À sa connaissance, toutes les propriétés de location sont tenues d’installer des caméras de surveillance, et les anciens équipements de surveillance sont également en pleine rénovation totale dans l’ensemble de la communauté dans laquelle elle vit. Les entrées gardées ont été dotées de systèmes de reconnaissance faciale, alors, les résidents sont obligés d’enlever leurs chapeaux ou leurs masques de protection et se faire scanner le visage avant d’entrer dans la communauté. Le nombre de caméras de surveillance dans les ascenseurs a également augmenté. Tout locataire est tenu de présenter sa carte d’identité, de se faire prendre en photo et d’enregistrer ses données d’identification au bureau de gestion de biens immobiliers. Avant de mettre l’ensemble de l’immeuble en location, le bailleur est tenu de s’assurer que des caméras de surveillance y sont installées. D’après les agents de sécurité de la communauté, toutes ces instructions émanent du gouvernement, dans le cadre du projet baptisé « Construire des communautés intelligentes, » mis en œuvre sous le prétexte du « maintien de la stabilité sociale ».
D’après un agent de sécurité d’une autre communauté de la ville de Hangzhou qui compte plus de 1 000 logements de location, le
tiers de ces logements est déjà couvert de caméras de surveillance.
Les résidents du Fujian, province voisine à celle du Zhejiang, ont aussi rapporté que les agents avaient installé de force des dispositifs de surveillance sur la serrure des portes de certaines propriétés de location. D’après les agents chargés de l’installation de ces dispositifs de surveillance, ceux-ci permettent aux autorités de surveiller tous ceux qui entrent et sortent de la propriété de location.
Selon un bailleur, la police met en application l’installation de ces appareils, et pour chacun d’eux, le propriétaire de l’immeuble est tenu de verser un montant de 1 500 RMB (environ 198 €)
« Si vous refusez d’installer ces dispositifs, le poste de police vous causera beaucoup d’ennuis », a déclaré ce bailleur.
Bitter Winter a précédemment fait état de ce que les caméras de surveillance ont été installées de force dans certaines propriétés de location dans le Xinjiang.
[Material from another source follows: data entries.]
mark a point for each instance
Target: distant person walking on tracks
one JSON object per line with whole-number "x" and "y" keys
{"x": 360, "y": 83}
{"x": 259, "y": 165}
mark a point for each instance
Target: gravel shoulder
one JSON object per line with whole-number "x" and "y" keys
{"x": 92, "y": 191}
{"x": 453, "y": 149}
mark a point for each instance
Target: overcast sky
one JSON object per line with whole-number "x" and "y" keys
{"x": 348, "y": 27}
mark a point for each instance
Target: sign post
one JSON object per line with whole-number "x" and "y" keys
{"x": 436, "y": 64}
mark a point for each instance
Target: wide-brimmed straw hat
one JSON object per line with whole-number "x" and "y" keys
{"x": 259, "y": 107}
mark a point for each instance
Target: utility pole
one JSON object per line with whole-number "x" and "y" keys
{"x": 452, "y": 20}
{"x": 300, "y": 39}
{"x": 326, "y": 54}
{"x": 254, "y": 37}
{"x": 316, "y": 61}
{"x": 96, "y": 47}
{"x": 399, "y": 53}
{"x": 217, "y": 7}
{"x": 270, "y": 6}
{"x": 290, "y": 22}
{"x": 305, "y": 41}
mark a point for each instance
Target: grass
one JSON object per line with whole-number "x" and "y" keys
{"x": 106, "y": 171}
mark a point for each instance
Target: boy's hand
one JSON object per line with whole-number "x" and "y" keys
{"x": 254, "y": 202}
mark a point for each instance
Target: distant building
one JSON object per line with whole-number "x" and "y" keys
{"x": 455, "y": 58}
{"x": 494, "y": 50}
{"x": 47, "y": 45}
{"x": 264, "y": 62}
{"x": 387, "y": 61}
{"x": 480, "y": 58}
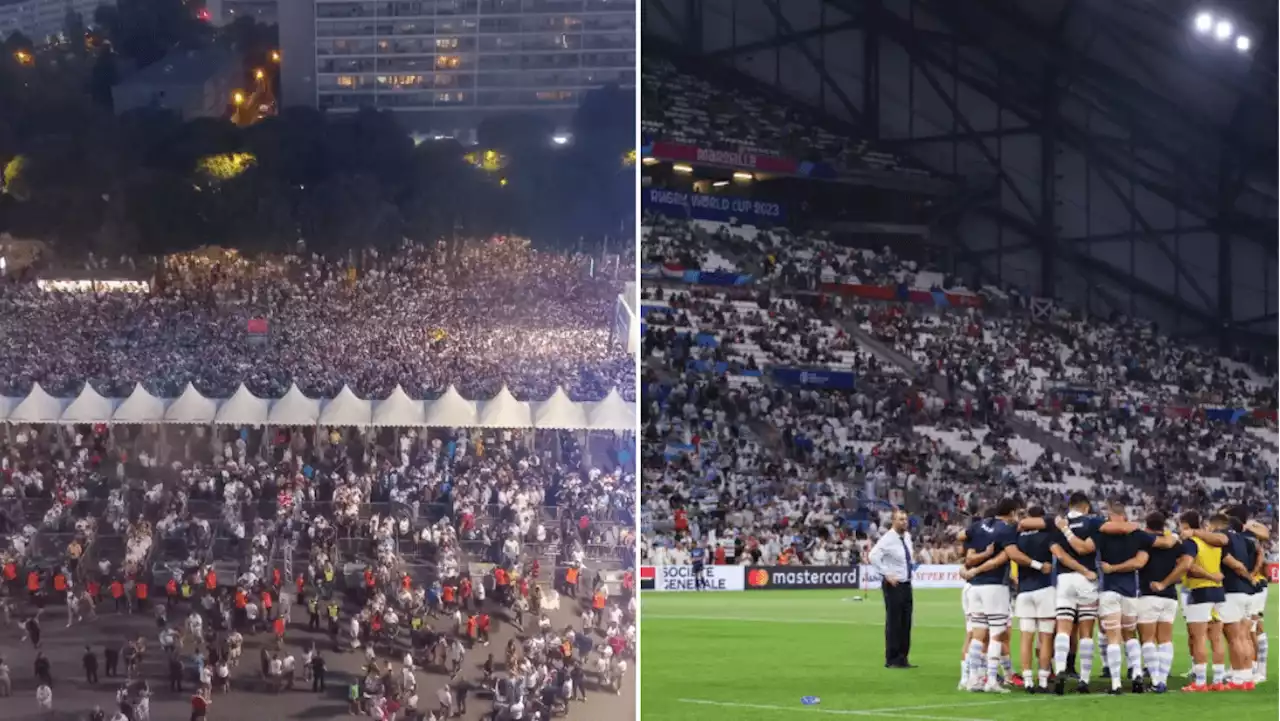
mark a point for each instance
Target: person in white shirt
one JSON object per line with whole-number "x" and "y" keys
{"x": 45, "y": 697}
{"x": 891, "y": 557}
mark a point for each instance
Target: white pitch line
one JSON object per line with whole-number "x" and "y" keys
{"x": 897, "y": 711}
{"x": 828, "y": 711}
{"x": 777, "y": 620}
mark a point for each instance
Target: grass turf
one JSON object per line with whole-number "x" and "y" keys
{"x": 752, "y": 657}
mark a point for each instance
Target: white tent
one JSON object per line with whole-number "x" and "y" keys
{"x": 451, "y": 410}
{"x": 140, "y": 407}
{"x": 560, "y": 411}
{"x": 400, "y": 410}
{"x": 243, "y": 409}
{"x": 347, "y": 409}
{"x": 295, "y": 409}
{"x": 90, "y": 406}
{"x": 7, "y": 405}
{"x": 504, "y": 411}
{"x": 612, "y": 414}
{"x": 39, "y": 406}
{"x": 192, "y": 407}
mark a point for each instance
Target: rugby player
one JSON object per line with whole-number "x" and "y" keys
{"x": 988, "y": 597}
{"x": 1205, "y": 598}
{"x": 1239, "y": 558}
{"x": 1033, "y": 606}
{"x": 1121, "y": 556}
{"x": 1077, "y": 597}
{"x": 1157, "y": 601}
{"x": 1258, "y": 601}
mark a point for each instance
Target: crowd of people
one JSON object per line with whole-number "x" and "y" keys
{"x": 476, "y": 314}
{"x": 410, "y": 546}
{"x": 739, "y": 460}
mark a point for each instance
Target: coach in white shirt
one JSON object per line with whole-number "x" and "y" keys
{"x": 892, "y": 558}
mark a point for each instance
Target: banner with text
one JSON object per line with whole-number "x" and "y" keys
{"x": 781, "y": 578}
{"x": 743, "y": 159}
{"x": 721, "y": 209}
{"x": 839, "y": 379}
{"x": 681, "y": 578}
{"x": 923, "y": 575}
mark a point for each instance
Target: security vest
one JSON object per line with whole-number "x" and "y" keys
{"x": 1208, "y": 557}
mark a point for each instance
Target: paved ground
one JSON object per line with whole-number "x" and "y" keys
{"x": 248, "y": 699}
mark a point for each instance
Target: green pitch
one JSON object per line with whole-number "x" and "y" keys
{"x": 752, "y": 656}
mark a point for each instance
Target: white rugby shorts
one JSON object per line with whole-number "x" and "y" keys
{"x": 1036, "y": 603}
{"x": 1075, "y": 593}
{"x": 1203, "y": 612}
{"x": 988, "y": 603}
{"x": 1237, "y": 607}
{"x": 1156, "y": 610}
{"x": 1258, "y": 603}
{"x": 1111, "y": 603}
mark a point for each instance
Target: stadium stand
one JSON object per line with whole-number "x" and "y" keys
{"x": 964, "y": 393}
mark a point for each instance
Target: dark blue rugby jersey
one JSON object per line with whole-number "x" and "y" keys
{"x": 1116, "y": 550}
{"x": 1036, "y": 546}
{"x": 1000, "y": 534}
{"x": 1246, "y": 551}
{"x": 1084, "y": 528}
{"x": 1162, "y": 562}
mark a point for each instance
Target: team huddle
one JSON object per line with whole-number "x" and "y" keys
{"x": 1063, "y": 576}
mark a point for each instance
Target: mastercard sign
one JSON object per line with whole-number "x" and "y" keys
{"x": 762, "y": 578}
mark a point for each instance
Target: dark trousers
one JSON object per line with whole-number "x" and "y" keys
{"x": 897, "y": 623}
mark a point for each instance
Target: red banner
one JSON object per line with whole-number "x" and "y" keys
{"x": 743, "y": 159}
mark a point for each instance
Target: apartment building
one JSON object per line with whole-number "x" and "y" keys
{"x": 447, "y": 64}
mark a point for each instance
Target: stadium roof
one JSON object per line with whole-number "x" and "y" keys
{"x": 1121, "y": 96}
Les populations de passage en Chine ont toujours été ciblées par les mesures de surveillance, car elles sont incontrôlables. Les propriétaires qui logent ces étrangers sont par conséquent soumis à une inspection plus scrupuleuse de la part des autorités. En guise d’exemple, en mai 2018, les autorités d’un sous-district de la ville de Tianshui dans la province du Gansu ont lancé une « campagne spéciale de lutte contre le crime organisé et d’éradication du mal », soulignant la nécessité de mener une enquête complète sur les étrangers et les « ménages spéciaux », c’est-à-dire ceux ayant des croyances religieuses, vivant dans les propriétés de location, et autres. Il a été demandé aux bailleurs de dénoncer tout locataire « suspect », faute de quoi ils s’exposeraient à des sanctions.